Thursday, April 30, 2009
Nobody's Perfect: The Bilingual Musical
Last year, I went to see Nobody's Perfect, the bilingual musical, at the Kennedy Center. Now, thanks to the Anonymous Comment left on my blog, the performance may be coming to a place near you!
The national tour of Nobody's Perfect will indeed be passing through California (in early 2010). A venue in the San Diego area has released one of the performance dates:
Link to info on Poway show
Performance dates for other venues should be announced soon.
In the meantime, if you want to get your Nobody's Perfect fix there will be a youth production in Los Angeles County in May and June 2009:
Link to info on Palos Verdes show
The Palos Verdes youth production has the same director (Deaf West's Coy Middlebrook) as the Kennedy Center version. It stars Alana Smith, a very talented young actress from the California School for the Deaf in Riverside.
Sunday, April 26, 2009
Deaf American Poetry
Deaf American Poetry: An Anthology, John Lee Clark, Editor
Paperback: 280 pages
Publisher: Gallaudet University Press; 1st Edition edition (March 15, 2009)
Product Description
“The Deaf poet is no oxymoron,” declares editor John Lee Clark in his introduction to Deaf American Poetry: An Anthology. The 95 poems by 35 Deaf American poets in this volume more than confirm his point. From James Nack’s early metered narrative poem “The Minstrel Boy” to the free association of Kristi Merriweather’s contemporary “It Was His Movin’ Hands Be Tellin’ Me,” these Deaf poets display mastery of all forms prevalent during the past two centuries. Beyond that, E. Lynn Jacobowitz’s “In Memoriam: Stephen Michael Ryan” exemplifies a form unique to Deaf American poets, the transliteration of verse originally created in American Sign Language.

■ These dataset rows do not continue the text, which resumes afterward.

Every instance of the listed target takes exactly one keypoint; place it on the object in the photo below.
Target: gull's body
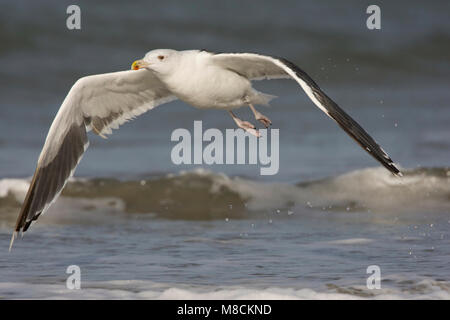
(201, 82)
(202, 79)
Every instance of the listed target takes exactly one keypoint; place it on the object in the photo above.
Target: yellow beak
(138, 64)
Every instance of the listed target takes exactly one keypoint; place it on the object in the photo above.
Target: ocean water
(139, 226)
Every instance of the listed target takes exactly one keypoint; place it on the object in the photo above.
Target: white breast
(207, 86)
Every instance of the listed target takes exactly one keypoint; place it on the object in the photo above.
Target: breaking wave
(202, 194)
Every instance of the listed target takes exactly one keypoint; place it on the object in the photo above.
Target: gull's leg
(247, 126)
(260, 117)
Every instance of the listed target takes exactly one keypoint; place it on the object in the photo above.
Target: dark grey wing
(256, 67)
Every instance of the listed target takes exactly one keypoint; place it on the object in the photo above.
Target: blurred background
(329, 212)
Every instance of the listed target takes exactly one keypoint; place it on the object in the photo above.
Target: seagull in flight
(203, 79)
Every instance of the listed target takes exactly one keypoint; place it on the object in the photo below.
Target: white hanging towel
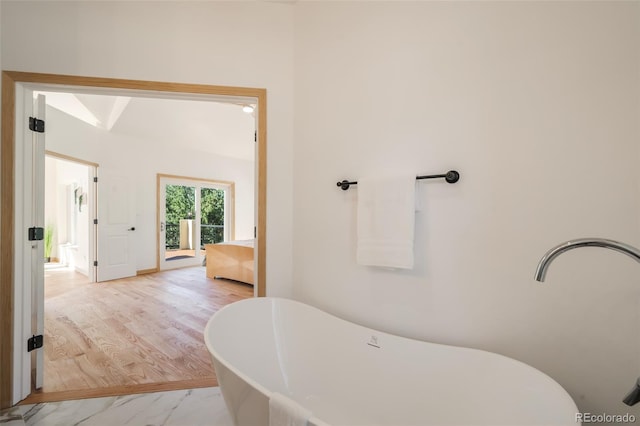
(283, 411)
(386, 221)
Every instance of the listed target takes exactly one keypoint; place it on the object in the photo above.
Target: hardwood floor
(130, 335)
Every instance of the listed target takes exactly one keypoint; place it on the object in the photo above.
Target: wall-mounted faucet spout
(541, 270)
(632, 397)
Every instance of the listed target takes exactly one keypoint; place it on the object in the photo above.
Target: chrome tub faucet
(633, 397)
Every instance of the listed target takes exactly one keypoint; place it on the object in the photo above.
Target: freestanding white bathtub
(347, 374)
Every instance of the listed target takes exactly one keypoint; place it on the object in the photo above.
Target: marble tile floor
(194, 407)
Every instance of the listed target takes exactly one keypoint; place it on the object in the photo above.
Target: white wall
(143, 159)
(223, 43)
(537, 105)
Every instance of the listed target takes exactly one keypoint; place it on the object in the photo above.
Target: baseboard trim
(38, 397)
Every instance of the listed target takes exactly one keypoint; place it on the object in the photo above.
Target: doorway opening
(69, 208)
(192, 212)
(14, 379)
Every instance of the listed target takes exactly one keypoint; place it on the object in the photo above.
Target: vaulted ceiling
(215, 127)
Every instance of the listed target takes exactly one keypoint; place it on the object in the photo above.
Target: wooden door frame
(7, 185)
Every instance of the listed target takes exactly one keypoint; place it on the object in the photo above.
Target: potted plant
(48, 242)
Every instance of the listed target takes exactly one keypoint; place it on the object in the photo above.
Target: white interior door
(37, 247)
(116, 226)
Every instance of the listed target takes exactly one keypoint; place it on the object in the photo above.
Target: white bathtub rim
(314, 420)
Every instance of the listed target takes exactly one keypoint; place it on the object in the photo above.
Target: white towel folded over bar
(386, 221)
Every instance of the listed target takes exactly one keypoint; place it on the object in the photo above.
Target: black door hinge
(36, 234)
(35, 342)
(36, 125)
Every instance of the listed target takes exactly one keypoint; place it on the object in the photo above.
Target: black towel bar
(451, 176)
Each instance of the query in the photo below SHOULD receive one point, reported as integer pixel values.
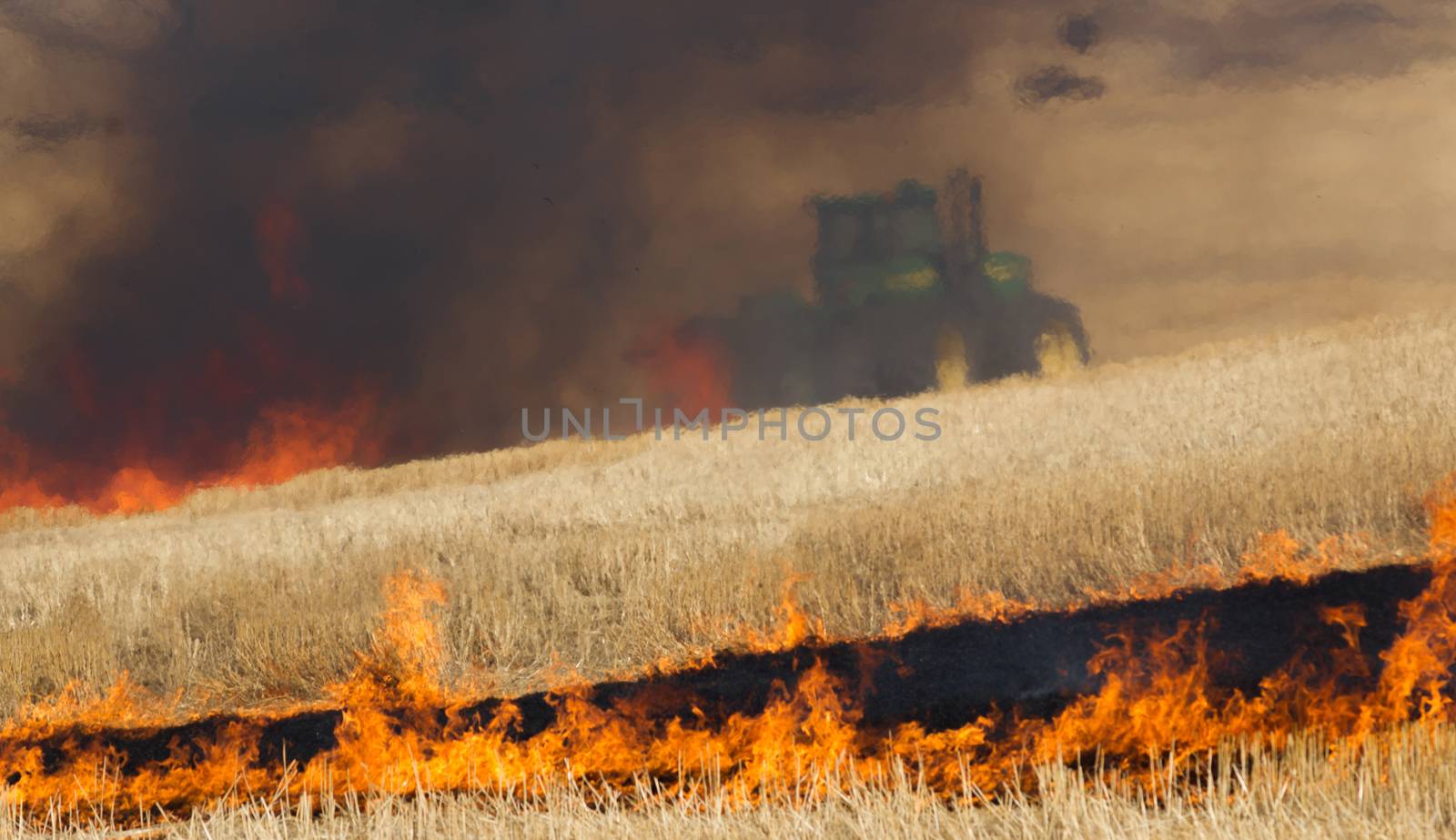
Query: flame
(1152, 724)
(286, 441)
(689, 370)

This anthology showcases for the first time the best works of Deaf poets throughout the nation’s history — John R. Burnet, Laura C. Redden, George M. Teegarden, Agatha Tiegel Hanson, Loy E. Golladay, Robert F. Panara, Mervin D. Garretson, Clayton Valli, Willy Conley, Raymond Luczak, Christopher Jon Heuer, Pamela Wright-Meinhardt, and many others. Each of their poems reflects the sensibilities of their times, and the progression of their work marks the changes that deaf Americans have witnessed through the years. In “The Mute’s Lament,” John Carlin mourns the wonderful things that he cannot hear, and looks forward to heaven where “replete with purest joys/My ears shall be unsealed, and I shall hear.” In sharp contrast, Mary Toles Peet, who benefitted from being taught by Deaf teachers, wrote “Thoughts on Music” with an entirely different attitude. She concludes her account of the purported beauty of music with the realization that “the music of my inward ear/Brings joy far more intense.”
Clark tracks these subtle shifts in awareness through telling, brief biographies of each poet. By doing so, he reveals in Deaf American Poetry how “the work of Deaf poets serves as a prism through which Deaf people can know themselves better and through which the rest of the world can see life in a new light.”
Monday, April 20, 2009
New Publication for those interested in 'Deafness'
Deaf Subjects: Between Identities and Places by Brenda Jo Brueggemann Hardcover: 224 pages
Publisher: NYU Press (May 1, 2009)
Language: English
ISBN-10: 0814799663
Product Description
In this probing exploration of what it means to be deaf, Brenda Brueggeman goes beyond any simple notion of identity politics to explore the very nature of identity itself. Looking at a variety of cultural texts, she brings her fascination with borders and between-places to expose and enrich our understanding of how deafness embodies itself in the world, in the visual, and in language.
Taking on the creation of the modern deaf subject, Brueggeman ranges from the intersections of gender and deafness in the work of photographers Mary and Frances Allen at the turn of the last century, to the state of the field of Deaf Studies at the beginning of our new century. She explores the power and potential of American Sign Language—wedged, as she sees it, between letter-bound language and visual ways of learning—and argues for a rhetorical approach and digital future for ASL literature.
The narration of deaf lives through writing becomes a pivot around which to imagine how digital media and documentary can be used to convey deaf life stories. Finally, she expands our notion of diversity within the deaf identity itself, takes on the complex relationship between deaf and hearing people, and offers compelling illustrations of the intertwined, and sometimes knotted, nature of individual and collective identities within Deaf culture.